Taglio delle alberate stradali. Critiche dal WWF: strage senza senso

Il taglio dei filari di pini che da decenni segnavano la strada della Piana delle Cinque Miglia non è un caso isolato. In questi giorni l’ANAS e altri enti proprietari/gestori di arterie stradali stanno procedendo ad abbattere alberate stradali poste lungo le arterie di loro competenza con il presupposto obiettivo di migliorare la sicurezza degli automobilisti.

 

Questi interventi hanno un’origine lontana. Si basano sull’interpretazione letterale del codice della strada (D.lgs 285/1992, art. 16) e del relativo regolamento di esecuzione e di attuazione (D.P.R. 495/1992, art. 26), che vietano, sulle strade extraurbane, di piantare alberi sulle fasce di rispetto per una distanza di 6 metri dal ciglio stradale. In effetti la norma vieta i nuovi impianti, non dicendo nulla su quelli esemplari esistenti, ma dalla sua approvazione è stato un susseguirsi di tagli massivi indiscriminati che stanno privando i nostri territori di importanti presidi paesaggistici e ambientali, quali le alberate stradali.

 

Le alberate stradali sono parte del paesaggio italiano tanto che già nel 1966 vi fu un intervento dell’allora Ministero dei Lavori Pubblici che, con la circolare n. 8321 dell’11 agosto 1966 (“Alberature stradali. Istruzioni per la salvaguardia del patrimonio arboreo in rapporto alla sicurezza della circolazione stradale”), introdusse il concetto di “paesaggio stradale” per salvaguardare dalla furia anti-albero il patrimonio storico-paesaggistico-ambientale costituito dai filari.
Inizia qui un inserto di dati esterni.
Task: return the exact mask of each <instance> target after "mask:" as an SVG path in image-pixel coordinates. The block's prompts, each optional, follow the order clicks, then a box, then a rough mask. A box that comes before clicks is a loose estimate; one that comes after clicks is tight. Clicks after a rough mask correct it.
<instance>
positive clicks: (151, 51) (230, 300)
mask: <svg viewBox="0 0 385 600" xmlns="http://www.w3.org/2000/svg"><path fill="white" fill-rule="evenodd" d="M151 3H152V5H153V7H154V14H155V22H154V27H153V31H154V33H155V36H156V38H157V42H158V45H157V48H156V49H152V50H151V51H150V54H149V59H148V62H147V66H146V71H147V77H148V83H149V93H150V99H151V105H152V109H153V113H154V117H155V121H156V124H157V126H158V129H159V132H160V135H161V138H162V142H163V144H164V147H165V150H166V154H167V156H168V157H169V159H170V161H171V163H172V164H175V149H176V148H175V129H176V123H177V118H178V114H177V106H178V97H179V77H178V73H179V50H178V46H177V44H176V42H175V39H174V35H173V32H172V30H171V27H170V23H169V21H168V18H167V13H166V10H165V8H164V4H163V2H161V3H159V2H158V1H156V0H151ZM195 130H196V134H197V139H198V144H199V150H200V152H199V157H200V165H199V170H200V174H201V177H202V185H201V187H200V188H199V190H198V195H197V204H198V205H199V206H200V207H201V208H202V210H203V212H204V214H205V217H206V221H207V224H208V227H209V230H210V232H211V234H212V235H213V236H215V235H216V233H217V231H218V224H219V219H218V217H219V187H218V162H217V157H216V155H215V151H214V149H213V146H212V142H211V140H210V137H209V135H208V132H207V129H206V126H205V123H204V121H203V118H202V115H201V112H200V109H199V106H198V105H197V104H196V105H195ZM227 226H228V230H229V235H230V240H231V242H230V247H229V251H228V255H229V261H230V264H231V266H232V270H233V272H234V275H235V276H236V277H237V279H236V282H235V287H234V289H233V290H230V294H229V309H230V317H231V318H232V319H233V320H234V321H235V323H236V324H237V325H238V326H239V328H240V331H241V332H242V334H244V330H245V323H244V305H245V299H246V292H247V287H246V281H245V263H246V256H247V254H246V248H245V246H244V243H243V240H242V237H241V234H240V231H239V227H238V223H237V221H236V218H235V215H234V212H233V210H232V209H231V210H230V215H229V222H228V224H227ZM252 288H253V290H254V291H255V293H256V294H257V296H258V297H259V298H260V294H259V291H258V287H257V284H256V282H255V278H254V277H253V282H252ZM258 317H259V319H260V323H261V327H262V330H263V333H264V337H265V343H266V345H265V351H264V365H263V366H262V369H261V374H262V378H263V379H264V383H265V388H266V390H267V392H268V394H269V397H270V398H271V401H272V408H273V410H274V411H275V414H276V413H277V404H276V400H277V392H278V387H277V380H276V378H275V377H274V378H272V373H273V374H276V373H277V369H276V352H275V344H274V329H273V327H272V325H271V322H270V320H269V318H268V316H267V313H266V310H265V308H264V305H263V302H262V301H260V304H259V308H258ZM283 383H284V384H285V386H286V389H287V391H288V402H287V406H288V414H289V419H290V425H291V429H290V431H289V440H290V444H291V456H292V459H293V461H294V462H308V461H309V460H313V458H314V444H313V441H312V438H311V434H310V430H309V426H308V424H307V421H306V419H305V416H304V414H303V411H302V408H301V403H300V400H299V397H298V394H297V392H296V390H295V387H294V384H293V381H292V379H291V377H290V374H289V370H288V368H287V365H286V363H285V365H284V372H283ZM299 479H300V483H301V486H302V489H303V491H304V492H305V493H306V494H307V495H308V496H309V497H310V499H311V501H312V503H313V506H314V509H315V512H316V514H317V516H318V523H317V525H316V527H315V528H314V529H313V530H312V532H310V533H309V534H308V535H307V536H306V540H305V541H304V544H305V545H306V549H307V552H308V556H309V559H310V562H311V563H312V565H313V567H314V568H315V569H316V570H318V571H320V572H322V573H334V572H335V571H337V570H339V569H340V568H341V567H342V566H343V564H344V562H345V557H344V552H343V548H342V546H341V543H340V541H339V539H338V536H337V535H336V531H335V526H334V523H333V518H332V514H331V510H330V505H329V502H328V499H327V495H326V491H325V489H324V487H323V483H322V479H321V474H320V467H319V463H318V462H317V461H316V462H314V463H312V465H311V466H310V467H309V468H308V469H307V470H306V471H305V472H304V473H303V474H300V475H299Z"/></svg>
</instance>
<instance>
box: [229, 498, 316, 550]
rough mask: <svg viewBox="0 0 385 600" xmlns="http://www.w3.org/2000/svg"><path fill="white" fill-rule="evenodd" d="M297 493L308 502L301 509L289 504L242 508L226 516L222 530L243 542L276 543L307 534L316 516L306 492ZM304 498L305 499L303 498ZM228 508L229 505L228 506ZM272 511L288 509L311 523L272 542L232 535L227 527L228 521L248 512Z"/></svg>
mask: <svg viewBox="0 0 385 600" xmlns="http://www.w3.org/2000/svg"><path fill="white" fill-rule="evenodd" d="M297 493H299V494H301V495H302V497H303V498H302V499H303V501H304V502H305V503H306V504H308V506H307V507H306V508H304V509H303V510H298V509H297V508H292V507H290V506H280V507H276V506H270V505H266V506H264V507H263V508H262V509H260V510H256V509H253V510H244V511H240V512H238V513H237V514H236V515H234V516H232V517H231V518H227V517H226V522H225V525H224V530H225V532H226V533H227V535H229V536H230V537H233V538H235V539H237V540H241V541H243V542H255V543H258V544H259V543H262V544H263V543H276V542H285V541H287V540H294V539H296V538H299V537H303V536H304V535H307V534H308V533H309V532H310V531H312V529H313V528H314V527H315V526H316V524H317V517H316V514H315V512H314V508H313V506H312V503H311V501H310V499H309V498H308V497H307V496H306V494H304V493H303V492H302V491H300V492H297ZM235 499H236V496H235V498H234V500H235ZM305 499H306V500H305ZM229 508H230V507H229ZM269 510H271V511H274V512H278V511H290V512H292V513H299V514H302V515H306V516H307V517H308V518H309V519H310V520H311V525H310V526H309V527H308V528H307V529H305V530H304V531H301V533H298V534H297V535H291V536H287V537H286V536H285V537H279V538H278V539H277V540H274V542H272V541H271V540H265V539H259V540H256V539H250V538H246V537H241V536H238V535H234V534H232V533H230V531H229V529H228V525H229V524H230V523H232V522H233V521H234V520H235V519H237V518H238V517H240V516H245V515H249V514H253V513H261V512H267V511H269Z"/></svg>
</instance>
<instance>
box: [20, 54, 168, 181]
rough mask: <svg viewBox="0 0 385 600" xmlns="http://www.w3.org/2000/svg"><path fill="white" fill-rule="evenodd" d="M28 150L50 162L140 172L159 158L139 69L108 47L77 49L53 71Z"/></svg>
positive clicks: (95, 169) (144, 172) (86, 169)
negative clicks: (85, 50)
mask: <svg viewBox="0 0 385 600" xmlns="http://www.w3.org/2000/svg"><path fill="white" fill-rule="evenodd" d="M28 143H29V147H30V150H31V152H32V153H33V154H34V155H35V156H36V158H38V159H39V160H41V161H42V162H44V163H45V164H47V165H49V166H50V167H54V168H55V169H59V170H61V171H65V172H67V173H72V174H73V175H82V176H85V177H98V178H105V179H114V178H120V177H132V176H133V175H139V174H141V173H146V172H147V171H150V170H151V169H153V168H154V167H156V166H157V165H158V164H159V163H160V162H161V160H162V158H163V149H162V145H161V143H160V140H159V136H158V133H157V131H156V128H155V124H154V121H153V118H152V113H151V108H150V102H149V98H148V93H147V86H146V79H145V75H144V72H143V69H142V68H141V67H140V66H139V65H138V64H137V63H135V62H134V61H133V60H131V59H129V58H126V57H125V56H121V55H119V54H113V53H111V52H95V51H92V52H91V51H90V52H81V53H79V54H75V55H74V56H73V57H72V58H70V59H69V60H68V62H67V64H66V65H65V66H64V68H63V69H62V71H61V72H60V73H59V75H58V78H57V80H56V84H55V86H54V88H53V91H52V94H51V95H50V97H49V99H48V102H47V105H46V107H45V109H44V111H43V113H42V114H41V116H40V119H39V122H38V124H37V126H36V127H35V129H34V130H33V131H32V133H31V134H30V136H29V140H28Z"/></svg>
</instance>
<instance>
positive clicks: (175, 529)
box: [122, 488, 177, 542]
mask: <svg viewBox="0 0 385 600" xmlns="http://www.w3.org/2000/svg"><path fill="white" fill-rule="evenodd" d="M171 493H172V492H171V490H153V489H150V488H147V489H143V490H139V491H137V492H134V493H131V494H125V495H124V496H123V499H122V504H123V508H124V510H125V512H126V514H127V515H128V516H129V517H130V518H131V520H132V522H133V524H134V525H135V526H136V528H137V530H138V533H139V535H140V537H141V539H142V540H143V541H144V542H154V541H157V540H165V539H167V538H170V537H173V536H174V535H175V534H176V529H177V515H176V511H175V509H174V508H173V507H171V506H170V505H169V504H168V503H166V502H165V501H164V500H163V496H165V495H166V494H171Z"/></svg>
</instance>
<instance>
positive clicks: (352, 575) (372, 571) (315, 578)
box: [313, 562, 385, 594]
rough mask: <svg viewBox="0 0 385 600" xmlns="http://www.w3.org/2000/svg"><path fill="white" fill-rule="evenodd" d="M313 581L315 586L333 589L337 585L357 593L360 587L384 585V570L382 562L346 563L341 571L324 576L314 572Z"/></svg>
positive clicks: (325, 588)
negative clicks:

Purtroppo, anche a seguito di alcune sentenze della Corte di Cassazione che hanno condannato i responsabili di tratti stradali dove sono avvenuti incidenti automobilistici, i tagli hanno ripreso vigore. In realtà la Cassazione ha anche indicato la necessità di installare apposite protezioni (guard rail e/o barriere), ma gli enti proprietari/gestori di strade, ANAS in testa, preferiscono eliminare totalmente le alberature per mettersi al riparo da ogni responsabilità. E così alberi secolari, filari storici, interi ecosistemi vengono cancellati dalle motoseghe in nome di una presunta maggior sicurezza, senza che nessuno valuti complessivamente il valore storico, naturalistico e paesaggistico di quanto si sta distruggendo.

 

Ma se si interviene sugli alberi, perché non si interviene anche in tutti i casi in cui le strade presentano altri ostacoli nella fascia di rispetto dei sei metri? In nome della sicurezza andrebbe abbattuto tutto ciò che potrebbe costituire un pericolo per l’automobilista che dovesse uscire fuori dalla carreggiata: via quindi cartelloni, recinzioni, case, tralicci, ecc., magari posizionando balle di fieno o barriere di gomme, analogamente a quanto si fa per i circuiti di formula 1 o i percorsi di rally, trasformando così le nostre strade in veri e propri percorsi dedicati solo alle automobili che potranno sfrecciare senza problemi…

 

Provocazioni a parte sarebbe il caso che gli organismi competenti (Ministero delle Infrastrutture dei Trasporti, Regione, Province, Comuni, Soprintendenza, ANAS, ecc.) elaborassero una linea comune che possa porre un freno a una furia distruttrice che non risolve i problemi della sicurezza stradale, ma acuisce invece quelli legati al rumore, all’inquinamento, all’impoverimento della biodiversità, alla banalizzazione del paesaggio, ecc. Come WWF ribadiamo il nostro invito, già lanciato in occasione del taglio dei filari di pino lungo la strada della Piana delle Cinque Miglia, per un confronto generale sul tema che coinvolga anche l’Ordine regionale degli Agronomi e l’Ordine regionale degli Architetti, Pianificatori, Paesaggisti e Conservatori.